Jobs

Create, monitor, and manage batch compute jobs

POST

/{namespace}/jobs

curl --request POST \
  --url /auth/v1/seed/{namespace}/jobs \
  --header 'Authorization: Bearer <token>' \
  --header 'Content-Type: application/json' \
  --data '{"name":"finetune-llama","cloud":"aws","region":"us-east-1","accelerator":"A100:4","command":"accelerate launch train.py --model $MODEL_NAME --epochs 3","env":{"MODEL_NAME":"meta-llama/Llama-3.1-8B"}}'

Jobs are batch workloads that run a command to completion and terminate automatically. Supports spot instances, multi-node, and progress tracking. Read operations use /{'{namespace}'}/jobs, write operations go through /auth/v1/seed/.

List jobs

GET `/{namespace}/jobs`

Retrieve all jobs in a namespace.

Path parameters

namespace

string

required

The namespace (user or organization) to list jobs for.

Query parameters

status

string

Filter by status. One of `queued`, `running`, `succeeded`, `failed`, `cancelled`, `timed_out`.

page

integer

Page number for pagination.

default: 1

per_page

integer

Number of results per page. Maximum `100`.

default: 20

sort

string

Sort field. One of `created_at`, `started_at`, `completed_at`, `name`.

default: created_at

order

string

Sort order. One of `asc`, `desc`.

default: desc

Request

curl "https://outpost.run/acme/jobs?status=running" 
  -H "Authorization: Bearer <access_token>"

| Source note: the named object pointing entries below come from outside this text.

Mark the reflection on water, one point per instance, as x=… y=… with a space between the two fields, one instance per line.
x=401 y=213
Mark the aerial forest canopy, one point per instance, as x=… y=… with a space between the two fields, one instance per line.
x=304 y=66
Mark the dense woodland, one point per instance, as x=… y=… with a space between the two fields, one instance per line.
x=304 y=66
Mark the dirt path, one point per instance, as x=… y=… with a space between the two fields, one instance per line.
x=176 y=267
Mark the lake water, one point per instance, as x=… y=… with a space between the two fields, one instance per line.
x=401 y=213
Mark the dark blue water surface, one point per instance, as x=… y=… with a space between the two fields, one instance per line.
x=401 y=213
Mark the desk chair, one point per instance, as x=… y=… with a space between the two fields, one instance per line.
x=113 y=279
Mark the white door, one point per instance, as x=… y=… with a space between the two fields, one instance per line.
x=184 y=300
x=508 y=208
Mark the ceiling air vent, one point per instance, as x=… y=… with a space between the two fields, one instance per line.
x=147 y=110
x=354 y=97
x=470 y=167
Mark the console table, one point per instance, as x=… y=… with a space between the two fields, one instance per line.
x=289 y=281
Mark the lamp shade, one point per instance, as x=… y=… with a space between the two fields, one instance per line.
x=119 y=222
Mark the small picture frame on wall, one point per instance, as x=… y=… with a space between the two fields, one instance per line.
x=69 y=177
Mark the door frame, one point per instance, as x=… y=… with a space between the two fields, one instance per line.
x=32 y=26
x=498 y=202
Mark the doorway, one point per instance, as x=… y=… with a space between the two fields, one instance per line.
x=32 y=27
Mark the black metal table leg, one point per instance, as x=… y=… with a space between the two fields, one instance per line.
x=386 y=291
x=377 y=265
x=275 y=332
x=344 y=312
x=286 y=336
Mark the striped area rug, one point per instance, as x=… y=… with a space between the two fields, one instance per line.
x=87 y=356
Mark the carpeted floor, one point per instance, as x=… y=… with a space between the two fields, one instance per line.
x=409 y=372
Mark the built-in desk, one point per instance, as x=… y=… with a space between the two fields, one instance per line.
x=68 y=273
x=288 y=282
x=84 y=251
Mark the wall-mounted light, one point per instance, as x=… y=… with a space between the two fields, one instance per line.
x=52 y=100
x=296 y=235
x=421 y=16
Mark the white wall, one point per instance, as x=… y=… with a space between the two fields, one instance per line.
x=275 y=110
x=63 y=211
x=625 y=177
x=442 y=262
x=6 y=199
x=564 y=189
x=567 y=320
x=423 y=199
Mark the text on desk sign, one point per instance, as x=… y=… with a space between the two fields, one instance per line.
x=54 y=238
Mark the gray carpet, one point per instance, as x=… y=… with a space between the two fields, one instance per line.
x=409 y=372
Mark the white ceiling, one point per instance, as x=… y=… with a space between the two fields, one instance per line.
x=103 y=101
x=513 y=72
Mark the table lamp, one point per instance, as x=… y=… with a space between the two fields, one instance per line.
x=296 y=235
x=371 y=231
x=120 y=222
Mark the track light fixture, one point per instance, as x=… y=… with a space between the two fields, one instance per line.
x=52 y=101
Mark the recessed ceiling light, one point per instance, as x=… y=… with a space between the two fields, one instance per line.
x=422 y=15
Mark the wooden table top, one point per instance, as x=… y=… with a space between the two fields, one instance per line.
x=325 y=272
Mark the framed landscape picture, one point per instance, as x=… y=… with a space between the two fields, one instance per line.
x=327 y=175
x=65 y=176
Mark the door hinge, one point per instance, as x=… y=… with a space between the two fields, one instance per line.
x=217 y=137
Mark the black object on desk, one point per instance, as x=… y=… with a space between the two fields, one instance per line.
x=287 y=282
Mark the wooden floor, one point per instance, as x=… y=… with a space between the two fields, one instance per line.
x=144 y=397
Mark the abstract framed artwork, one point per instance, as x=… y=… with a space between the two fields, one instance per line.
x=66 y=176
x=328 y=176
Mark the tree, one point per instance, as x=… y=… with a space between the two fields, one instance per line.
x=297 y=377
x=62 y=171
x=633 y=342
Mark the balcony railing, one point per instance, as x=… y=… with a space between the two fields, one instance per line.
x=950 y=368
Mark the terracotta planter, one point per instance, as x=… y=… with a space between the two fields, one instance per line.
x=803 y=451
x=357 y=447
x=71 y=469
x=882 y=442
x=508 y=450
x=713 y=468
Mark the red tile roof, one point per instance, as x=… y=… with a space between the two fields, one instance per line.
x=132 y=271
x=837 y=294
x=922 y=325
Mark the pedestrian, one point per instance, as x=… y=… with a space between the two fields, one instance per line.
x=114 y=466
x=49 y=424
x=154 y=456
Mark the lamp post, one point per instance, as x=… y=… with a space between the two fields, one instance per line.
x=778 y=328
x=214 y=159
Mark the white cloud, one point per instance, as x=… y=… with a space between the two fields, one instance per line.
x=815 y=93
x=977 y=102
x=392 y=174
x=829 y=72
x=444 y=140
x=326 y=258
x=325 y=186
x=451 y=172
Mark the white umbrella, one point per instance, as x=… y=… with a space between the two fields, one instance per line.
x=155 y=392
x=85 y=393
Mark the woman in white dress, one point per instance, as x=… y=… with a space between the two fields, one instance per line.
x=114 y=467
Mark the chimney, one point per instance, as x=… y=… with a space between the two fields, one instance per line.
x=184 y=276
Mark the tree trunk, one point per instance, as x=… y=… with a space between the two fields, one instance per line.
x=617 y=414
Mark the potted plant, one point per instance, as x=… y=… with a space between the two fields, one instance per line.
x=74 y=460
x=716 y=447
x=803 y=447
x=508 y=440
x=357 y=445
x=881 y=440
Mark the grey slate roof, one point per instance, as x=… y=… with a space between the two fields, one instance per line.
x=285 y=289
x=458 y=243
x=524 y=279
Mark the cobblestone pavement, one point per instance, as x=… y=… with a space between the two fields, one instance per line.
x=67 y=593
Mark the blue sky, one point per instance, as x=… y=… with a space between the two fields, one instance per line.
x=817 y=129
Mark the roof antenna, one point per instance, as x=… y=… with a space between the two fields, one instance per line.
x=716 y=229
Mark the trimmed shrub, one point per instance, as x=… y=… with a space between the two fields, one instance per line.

curl "https://outpost.run/acme/jobs?status=running" 
  -H "Authorization: Bearer <access_token>"

Response 200

{
  "data": [
    {
      "id": "job_6e5d4c3b2a1f",
      "name": "finetune-llama-3-r1",
      "namespace": "acme",
      "status": "running",
      "gpu": "A100-80GB",
      "gpu_count": 4,
      "region": "us-east-1",
      "progress": "Epoch 2/3 - Step 4200/6300",
      "cost_per_hour": "12.80",
      "runtime_seconds": 14400,
      "created_at": "2026-03-18T10:00:00Z",
      "started_at": "2026-03-18T10:01:15Z",
      "completed_at": null
    }
  ],
  "pagination": {
    "page": 1,
    "per_page": 20,
    "total": 1,
    "total_pages": 1
  }
}

{
  "data": [
    {
      "id": "job_6e5d4c3b2a1f",
      "name": "finetune-llama-3-r1",
      "namespace": "acme",
      "status": "running",
      "gpu": "A100-80GB",
      "gpu_count": 4,
      "region": "us-east-1",
      "progress": "Epoch 2/3 - Step 4200/6300",
      "cost_per_hour": "12.80",
      "runtime_seconds": 14400,
      "created_at": "2026-03-18T10:00:00Z",
      "started_at": "2026-03-18T10:01:15Z",
      "completed_at": null
    }
  ],
  "pagination": {
    "page": 1,
    "per_page": 20,
    "total": 1,
    "total_pages": 1
  }
}

Get a job

GET `/{namespace}/job/{name}`

Retrieve details for a single job, including runtime metrics and artifact information.

Path parameters

namespace

string

required

The namespace (user or organization) the job belongs to.

name

string

required

The job name (e.g., `finetune-llama-3-r1`).

Request

curl https://outpost.run/acme/job/finetune-llama-3-r1 
  -H "Authorization: Bearer <access_token>"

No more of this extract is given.